Tokyo Twilight Ghost Hunters offre une expérience finalement bien contrastée. D'un coté j'ai été agréablement surpris par le rendu graphique du mode aventure, de l'autre coté j'ai trouvé le système de roue émotionelle vraiment pas pratique à utiliser pour dialoguer avec les PNJ. J'ai apprécié la richesse du mode “chasse aux fantômes”, avec son système de combat hérité des tactical-RPG et sa vue en 3D, mais j'ai été bien vite lassé par sa complexité et son coté répétitif typé bataille navale.

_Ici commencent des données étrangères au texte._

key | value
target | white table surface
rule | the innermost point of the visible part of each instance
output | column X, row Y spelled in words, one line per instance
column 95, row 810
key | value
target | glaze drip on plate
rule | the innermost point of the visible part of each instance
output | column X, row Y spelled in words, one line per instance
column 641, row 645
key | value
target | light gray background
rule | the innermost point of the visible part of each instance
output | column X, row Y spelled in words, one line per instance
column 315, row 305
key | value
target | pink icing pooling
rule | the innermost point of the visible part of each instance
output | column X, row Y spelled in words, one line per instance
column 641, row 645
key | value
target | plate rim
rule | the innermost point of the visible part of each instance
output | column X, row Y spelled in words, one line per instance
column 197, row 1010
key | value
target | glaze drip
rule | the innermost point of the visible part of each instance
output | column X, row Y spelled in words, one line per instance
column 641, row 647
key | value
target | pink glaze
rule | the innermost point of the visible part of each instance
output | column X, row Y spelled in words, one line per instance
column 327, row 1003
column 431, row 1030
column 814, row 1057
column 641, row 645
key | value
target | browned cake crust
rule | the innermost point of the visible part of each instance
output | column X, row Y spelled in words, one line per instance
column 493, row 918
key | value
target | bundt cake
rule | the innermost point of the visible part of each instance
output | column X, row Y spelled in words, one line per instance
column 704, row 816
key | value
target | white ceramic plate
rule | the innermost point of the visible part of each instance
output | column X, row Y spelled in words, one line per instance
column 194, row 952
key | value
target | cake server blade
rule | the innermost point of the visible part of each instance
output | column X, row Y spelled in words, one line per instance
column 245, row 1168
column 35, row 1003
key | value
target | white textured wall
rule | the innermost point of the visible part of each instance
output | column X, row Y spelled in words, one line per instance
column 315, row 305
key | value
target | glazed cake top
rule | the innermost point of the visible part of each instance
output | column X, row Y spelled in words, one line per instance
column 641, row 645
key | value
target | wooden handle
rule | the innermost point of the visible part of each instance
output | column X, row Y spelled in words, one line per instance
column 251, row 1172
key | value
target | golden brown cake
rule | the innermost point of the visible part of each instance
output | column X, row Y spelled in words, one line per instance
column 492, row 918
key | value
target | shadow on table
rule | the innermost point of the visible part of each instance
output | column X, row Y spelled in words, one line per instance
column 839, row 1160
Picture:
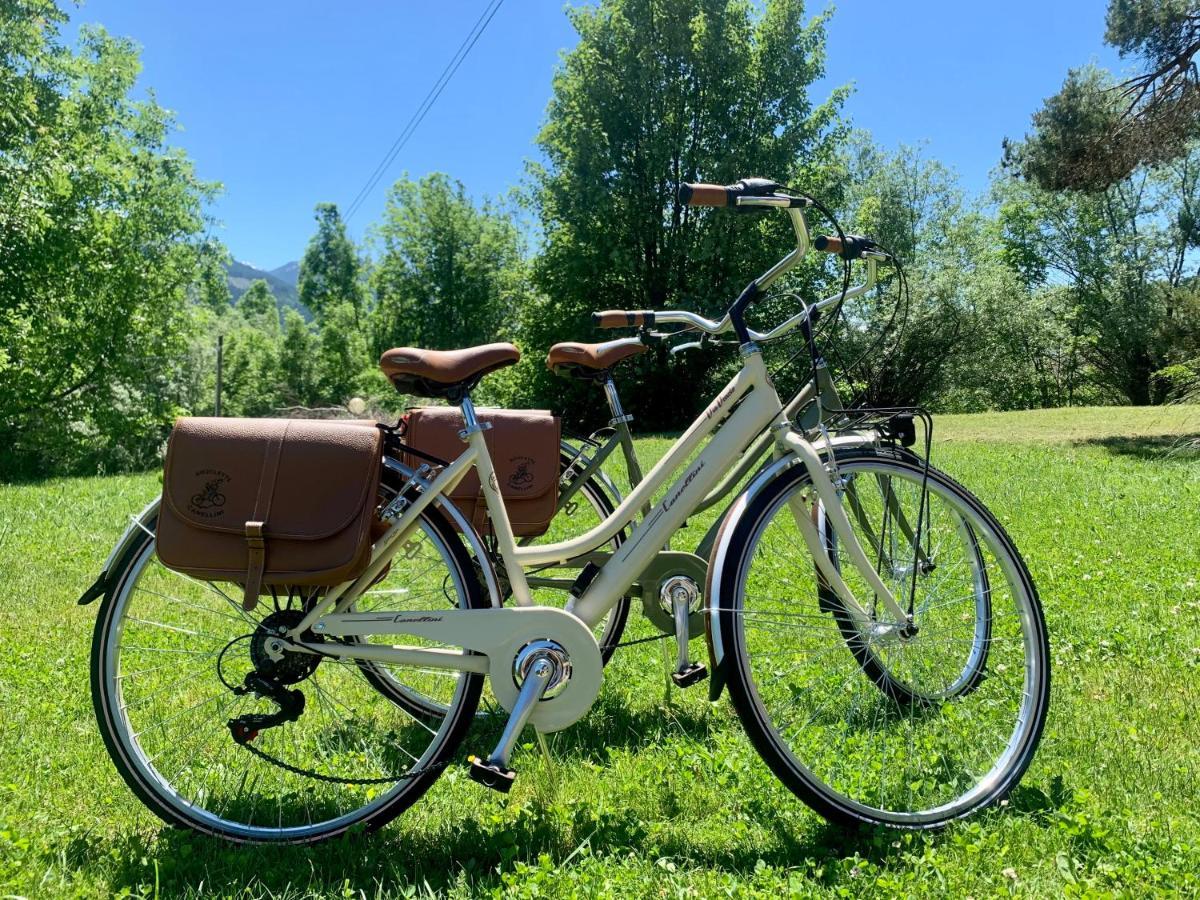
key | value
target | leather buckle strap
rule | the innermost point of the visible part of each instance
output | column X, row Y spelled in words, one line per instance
column 256, row 541
column 256, row 563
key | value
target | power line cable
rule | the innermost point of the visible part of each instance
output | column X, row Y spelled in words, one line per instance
column 439, row 85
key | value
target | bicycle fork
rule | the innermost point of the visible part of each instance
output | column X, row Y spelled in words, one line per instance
column 827, row 495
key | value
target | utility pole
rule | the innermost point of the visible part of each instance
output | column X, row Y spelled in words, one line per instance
column 220, row 354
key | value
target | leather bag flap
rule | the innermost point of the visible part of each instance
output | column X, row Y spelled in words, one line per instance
column 522, row 443
column 325, row 474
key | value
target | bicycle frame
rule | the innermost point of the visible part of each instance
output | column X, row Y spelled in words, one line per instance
column 744, row 411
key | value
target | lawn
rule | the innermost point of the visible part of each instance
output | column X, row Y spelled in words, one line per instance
column 663, row 796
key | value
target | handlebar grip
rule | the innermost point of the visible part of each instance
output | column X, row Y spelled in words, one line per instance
column 828, row 244
column 853, row 246
column 622, row 318
column 705, row 196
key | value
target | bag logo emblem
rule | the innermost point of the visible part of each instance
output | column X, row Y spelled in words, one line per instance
column 521, row 478
column 209, row 501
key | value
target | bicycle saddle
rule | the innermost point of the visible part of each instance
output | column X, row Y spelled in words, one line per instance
column 585, row 360
column 444, row 373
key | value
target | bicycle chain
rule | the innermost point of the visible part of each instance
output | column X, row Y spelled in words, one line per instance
column 339, row 779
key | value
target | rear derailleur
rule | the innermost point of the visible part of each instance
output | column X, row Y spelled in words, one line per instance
column 246, row 727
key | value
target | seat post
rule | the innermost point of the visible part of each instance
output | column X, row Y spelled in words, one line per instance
column 499, row 526
column 468, row 417
column 618, row 413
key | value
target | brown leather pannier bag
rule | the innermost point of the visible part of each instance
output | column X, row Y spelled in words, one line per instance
column 267, row 502
column 523, row 444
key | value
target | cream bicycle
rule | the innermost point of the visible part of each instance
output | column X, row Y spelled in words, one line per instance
column 281, row 727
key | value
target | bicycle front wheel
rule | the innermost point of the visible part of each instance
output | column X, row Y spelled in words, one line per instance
column 912, row 727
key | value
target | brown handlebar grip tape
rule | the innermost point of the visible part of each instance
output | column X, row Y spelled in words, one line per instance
column 708, row 196
column 618, row 318
column 827, row 244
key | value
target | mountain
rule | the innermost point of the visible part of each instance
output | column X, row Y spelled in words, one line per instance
column 288, row 273
column 281, row 281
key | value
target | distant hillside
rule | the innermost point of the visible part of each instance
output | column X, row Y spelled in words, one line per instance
column 288, row 273
column 281, row 281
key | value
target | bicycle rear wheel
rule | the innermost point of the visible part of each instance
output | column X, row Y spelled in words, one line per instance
column 168, row 654
column 917, row 757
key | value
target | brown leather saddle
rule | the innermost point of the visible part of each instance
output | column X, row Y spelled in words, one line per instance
column 592, row 361
column 444, row 373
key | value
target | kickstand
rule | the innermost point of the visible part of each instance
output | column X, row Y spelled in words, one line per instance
column 550, row 760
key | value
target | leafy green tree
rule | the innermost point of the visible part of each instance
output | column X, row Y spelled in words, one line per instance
column 298, row 361
column 898, row 345
column 450, row 274
column 654, row 94
column 100, row 240
column 251, row 383
column 330, row 271
column 1126, row 257
column 341, row 354
column 1096, row 132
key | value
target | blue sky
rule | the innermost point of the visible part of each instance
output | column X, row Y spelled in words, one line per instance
column 293, row 103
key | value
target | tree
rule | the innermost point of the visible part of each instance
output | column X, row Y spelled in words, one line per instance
column 298, row 361
column 330, row 271
column 1126, row 259
column 450, row 274
column 1096, row 132
column 654, row 94
column 100, row 240
column 341, row 354
column 898, row 345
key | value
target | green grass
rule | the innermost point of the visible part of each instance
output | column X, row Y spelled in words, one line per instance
column 667, row 799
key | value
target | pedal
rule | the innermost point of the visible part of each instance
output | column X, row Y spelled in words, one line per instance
column 541, row 666
column 693, row 675
column 682, row 593
column 496, row 777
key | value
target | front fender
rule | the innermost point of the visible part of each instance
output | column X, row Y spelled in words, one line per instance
column 717, row 559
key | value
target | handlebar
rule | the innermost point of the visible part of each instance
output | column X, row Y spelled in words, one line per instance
column 723, row 325
column 851, row 246
column 623, row 318
column 749, row 192
column 755, row 192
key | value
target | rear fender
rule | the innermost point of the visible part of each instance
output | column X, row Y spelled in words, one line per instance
column 138, row 526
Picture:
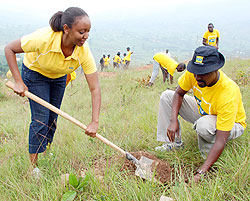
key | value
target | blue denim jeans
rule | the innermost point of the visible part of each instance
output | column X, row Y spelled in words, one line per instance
column 43, row 121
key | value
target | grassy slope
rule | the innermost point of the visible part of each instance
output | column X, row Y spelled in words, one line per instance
column 128, row 118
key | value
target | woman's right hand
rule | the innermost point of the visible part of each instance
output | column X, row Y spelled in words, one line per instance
column 20, row 88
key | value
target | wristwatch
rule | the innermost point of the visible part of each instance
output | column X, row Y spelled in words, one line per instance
column 201, row 172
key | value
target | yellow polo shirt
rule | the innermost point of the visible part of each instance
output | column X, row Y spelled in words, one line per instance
column 128, row 56
column 222, row 99
column 44, row 54
column 117, row 59
column 106, row 62
column 166, row 62
column 211, row 37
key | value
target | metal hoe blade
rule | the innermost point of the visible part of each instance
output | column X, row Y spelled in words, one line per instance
column 144, row 169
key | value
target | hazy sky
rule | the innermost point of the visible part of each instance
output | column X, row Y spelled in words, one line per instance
column 96, row 7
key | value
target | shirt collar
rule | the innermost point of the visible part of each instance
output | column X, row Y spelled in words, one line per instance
column 56, row 43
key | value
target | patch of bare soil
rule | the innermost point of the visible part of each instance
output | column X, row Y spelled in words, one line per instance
column 144, row 67
column 163, row 171
column 106, row 74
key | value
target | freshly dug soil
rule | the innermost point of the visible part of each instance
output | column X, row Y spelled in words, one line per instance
column 163, row 171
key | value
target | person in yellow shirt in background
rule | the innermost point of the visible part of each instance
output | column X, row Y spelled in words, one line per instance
column 211, row 36
column 167, row 65
column 216, row 110
column 102, row 62
column 108, row 60
column 128, row 57
column 50, row 54
column 124, row 61
column 70, row 78
column 117, row 60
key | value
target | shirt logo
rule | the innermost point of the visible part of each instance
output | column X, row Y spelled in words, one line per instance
column 201, row 111
column 199, row 60
column 211, row 41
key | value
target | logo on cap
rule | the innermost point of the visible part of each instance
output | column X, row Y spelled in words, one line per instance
column 199, row 60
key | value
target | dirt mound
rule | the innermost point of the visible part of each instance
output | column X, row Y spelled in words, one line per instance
column 163, row 171
column 144, row 67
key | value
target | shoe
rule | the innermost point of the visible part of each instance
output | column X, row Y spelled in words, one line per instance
column 36, row 173
column 169, row 146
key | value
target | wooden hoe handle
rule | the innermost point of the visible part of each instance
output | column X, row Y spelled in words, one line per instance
column 66, row 116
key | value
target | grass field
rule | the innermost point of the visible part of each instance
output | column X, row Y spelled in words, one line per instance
column 128, row 118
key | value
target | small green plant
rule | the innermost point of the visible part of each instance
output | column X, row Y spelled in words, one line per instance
column 75, row 186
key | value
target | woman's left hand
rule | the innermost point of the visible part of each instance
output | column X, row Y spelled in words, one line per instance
column 91, row 129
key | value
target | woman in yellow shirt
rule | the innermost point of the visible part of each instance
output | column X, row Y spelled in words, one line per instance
column 51, row 54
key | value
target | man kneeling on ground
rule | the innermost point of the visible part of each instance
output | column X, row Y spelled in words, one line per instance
column 216, row 111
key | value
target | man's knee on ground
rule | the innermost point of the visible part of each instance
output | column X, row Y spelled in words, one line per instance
column 167, row 95
column 206, row 127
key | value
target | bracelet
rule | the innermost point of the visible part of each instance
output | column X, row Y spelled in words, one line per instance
column 201, row 172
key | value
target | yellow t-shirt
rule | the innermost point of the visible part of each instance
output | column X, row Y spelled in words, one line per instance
column 125, row 59
column 70, row 77
column 117, row 59
column 211, row 37
column 9, row 74
column 106, row 61
column 44, row 54
column 166, row 62
column 222, row 99
column 128, row 56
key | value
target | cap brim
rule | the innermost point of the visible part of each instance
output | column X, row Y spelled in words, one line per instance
column 199, row 70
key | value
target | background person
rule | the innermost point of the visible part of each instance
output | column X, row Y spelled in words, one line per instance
column 108, row 60
column 117, row 60
column 124, row 61
column 102, row 62
column 51, row 54
column 167, row 65
column 128, row 57
column 211, row 36
column 216, row 111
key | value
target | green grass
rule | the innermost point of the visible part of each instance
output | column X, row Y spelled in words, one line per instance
column 128, row 118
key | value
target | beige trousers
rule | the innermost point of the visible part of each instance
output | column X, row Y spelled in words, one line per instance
column 205, row 126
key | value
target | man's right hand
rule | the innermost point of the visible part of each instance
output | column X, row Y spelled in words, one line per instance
column 20, row 88
column 172, row 129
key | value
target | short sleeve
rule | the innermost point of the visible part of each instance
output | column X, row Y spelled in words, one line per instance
column 88, row 63
column 218, row 34
column 226, row 116
column 205, row 35
column 185, row 81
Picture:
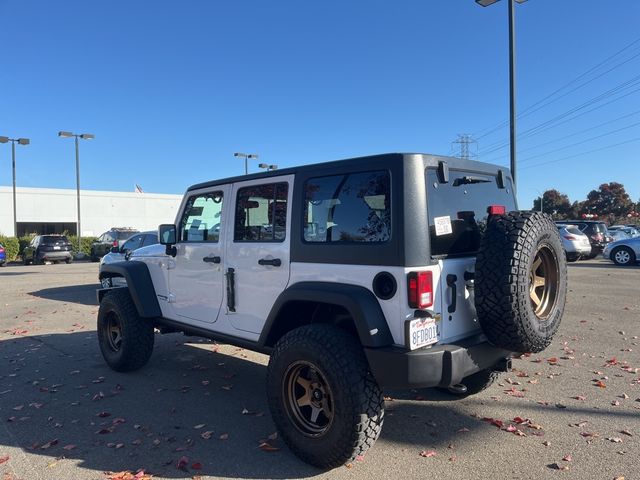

TTGH dispose certes de mécanismes de jeu originaux, d'une réalisation soignée, et d'un gameplay riche. Mais il est vraiment difficile de soutenir la comparaison avec les ténors du genre, comme par exemple DanganRonpa qui se veut plus ergonomique, plus captivant, plus charismatique et bien plus délirant. Si TTGH n'est pas le meilleur visual novel de la Vita, je le recommande néanmoins aux joueurs en recherche d'immersion dans une Tokyo contemporaine et bercée par les légendes traditionnelles nippones. L'ambiance créée par le rendu graphique et les musiques réussies sauront susciter un véritable intérêt pour ce jeu. Quant aux curieux qui s'attendraient à un véritable “visual J-RPG”, ils risquent d'être rapidement largués. Saluons néanmoins l'effort de traduction de l'éditeur qui nous propose de goûter à ces titres nippons en toute sérénité ! 


On n'aime pas :
Les phases de bataille navale lassantes

On aurait aimé :
Un tutoriel qui tiens la route
Des vrais dialogues

On aime :
Le contexte tokyoïte contemporain
Son rock instrumental
Le rendu visuel

La note finale :

MENTION MI-FIGUE MI-RAISIN

1 commentaire:

  1. Coucou,
    Tokyo Twilight Ghost Hunters est un jeu qui a su se démarquer des autres, je dirai. J’ai eu très souvent la chance de jouer aux jeux techniques, grâce à http://www.prizee.com/ notamment, donc je pense que cela m’aurait plus d’essayer ce titre.

    RépondreSupprimer

Si tu as aimé mon billet, j'aimerais bien le savoir ! Et si tu n'as pas aimé aussi : bref, la parole est à toi !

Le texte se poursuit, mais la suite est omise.